Reordering of the job queue is done putting those jobs with higher weight at the front
All jobs have their assigned time on the processor
Returns to 1
Architecture of WRR
As discussed earlier, the WRR scheduling algorithm uses the packet-switched network with static weights that are assigned to the job queues. The algorithm works by cycling through these queues to transmit the packet amounts from the queues according to their respective weight, as shown in figure 10 below. In this way, each connection is guaranteed a fraction of the output link to the bandwidth. At the same time, it ensures that there is no starving of lower priority job queues. The feasibility of the structure to the high-speed interfaces both at the edge and at the core of the network is enhanced by the ability to process at O (1).

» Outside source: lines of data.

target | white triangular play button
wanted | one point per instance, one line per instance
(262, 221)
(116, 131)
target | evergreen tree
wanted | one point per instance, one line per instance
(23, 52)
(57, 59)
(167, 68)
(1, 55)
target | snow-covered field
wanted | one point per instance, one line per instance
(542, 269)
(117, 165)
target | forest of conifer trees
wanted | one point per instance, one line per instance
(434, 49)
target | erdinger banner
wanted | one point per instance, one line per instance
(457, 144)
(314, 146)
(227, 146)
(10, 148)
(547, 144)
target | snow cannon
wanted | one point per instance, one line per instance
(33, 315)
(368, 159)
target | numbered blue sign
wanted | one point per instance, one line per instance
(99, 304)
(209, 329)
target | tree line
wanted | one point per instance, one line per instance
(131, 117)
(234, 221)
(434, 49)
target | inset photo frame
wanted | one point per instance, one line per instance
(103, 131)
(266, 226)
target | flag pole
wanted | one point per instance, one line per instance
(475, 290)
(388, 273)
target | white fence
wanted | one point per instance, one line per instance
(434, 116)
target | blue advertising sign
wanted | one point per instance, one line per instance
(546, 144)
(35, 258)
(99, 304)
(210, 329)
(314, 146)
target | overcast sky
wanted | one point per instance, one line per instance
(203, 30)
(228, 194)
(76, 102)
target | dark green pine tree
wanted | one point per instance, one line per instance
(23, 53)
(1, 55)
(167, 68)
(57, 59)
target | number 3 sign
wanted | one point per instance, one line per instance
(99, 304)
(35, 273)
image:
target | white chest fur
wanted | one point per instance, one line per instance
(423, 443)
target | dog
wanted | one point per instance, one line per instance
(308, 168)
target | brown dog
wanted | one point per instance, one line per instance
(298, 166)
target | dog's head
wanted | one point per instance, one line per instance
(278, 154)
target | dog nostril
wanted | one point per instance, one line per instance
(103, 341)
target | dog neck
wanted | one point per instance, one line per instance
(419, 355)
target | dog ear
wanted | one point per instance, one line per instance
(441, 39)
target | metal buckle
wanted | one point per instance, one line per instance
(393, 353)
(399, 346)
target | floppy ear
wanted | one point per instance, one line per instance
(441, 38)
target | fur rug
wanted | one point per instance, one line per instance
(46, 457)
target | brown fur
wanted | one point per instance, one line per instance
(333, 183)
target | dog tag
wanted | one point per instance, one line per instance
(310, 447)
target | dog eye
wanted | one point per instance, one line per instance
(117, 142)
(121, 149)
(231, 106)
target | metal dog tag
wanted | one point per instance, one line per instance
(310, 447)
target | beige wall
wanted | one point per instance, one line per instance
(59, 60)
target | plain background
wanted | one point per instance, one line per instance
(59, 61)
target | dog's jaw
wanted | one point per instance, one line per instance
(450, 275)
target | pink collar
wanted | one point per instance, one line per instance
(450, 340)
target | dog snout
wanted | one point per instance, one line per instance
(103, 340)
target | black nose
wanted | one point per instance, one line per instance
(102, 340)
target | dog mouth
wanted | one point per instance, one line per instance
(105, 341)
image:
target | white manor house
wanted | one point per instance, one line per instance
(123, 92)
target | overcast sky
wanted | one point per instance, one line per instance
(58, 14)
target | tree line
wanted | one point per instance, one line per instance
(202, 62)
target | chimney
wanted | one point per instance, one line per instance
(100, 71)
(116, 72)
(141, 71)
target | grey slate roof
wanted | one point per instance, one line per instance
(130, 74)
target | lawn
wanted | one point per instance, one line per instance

Figure 10: Operation Architecture of WRR
Figure 10 shows the operation architecture of the WRR scheduler. The WRR scheduling works by assigning weights Øi to each of the process queues in such a way that the total weight of all job queues equals to 1.
sum of Øi=1,i=1…n …eq. 1
Given that weight is assigned as a fraction and the aim is to obtain the number of integer packets that are served on each queue, a constant integer, M is multiplied by fraction weight. The result is then rounded off to the nearest integer value to integer weight Wi. The value specifies the packets that are supposed to be processed from the job queue. As such, the sum of these values represents the round-robin. Hence, for the ith queue, the integer weight is as follows;
wi=[Øi*M]…eq.2
The round-robin length W defines the total of N existing connections, which is represented in the equation below;
W=sum of wi=m,where i=1…N …eq.3
Assuming that outgoing link has a rate of r, then the ith connection rate is given by;
ri=wi/W r …eq.4
According to the four equations, it is possible to ascertain how the rate is affected following an increase in the number of connections. As connections, N increase, according to equation (1), the connection’s weight, Øi decreases, which effectively reduces wi. Given that W is unchanged and that weight is constant, according to equation (4), there will be a decrease in the rate of connection.
Conclusion
The report suggested a weighted round-robin scheduler that benefits from the low overhead schedules of the round-robin scheduling algorithm. The WRR is based on the RR scheduler since the latter is mainly designed for systems that share time resources. WRR assigns new resources in the form of time slices to every weight following the burst time. As such, short processes have a chance of getting more time allocated by the CPU. Accordingly, adopting the scheduler exhibits critical improvement in minimizing the scheduling criteria. The percentage is provided when all the packets in the queues are of similar size or the mean of the packet size is known.

References
Brázio, J. (2006). Analysis and design of advanced multiservice networks supporting mobility, multimedia, and internetworking: COST action 279 final reports. Dordrecht: Springer.
Kumar, A., Abdelhadi, A. & Clancy, T. (2018). Design and implementation of practical schedulers for M2M uplink networks: using MATLAB. Cham, Switzerland: Springer.
Noubir, G. & Raynal, M. (2014). Networked systems: second International Conference, NETYS 2014, Marrakech, Morocco, May 15-17, 2014. Revised selected papers. Cham: Springer.
Stoica, I. (2004). Stateless core: a scalable approach for quality of service on the Internet: winning thesis of the 2001 ACM Doctoral Dissertation Competition. Berlin-New York: Springer.
Yamanaka, N. (2004). High-performance backbone network technology. Tokyo New York: Institute of Electronics, Information, and Communication Engineers Marcel Dekker.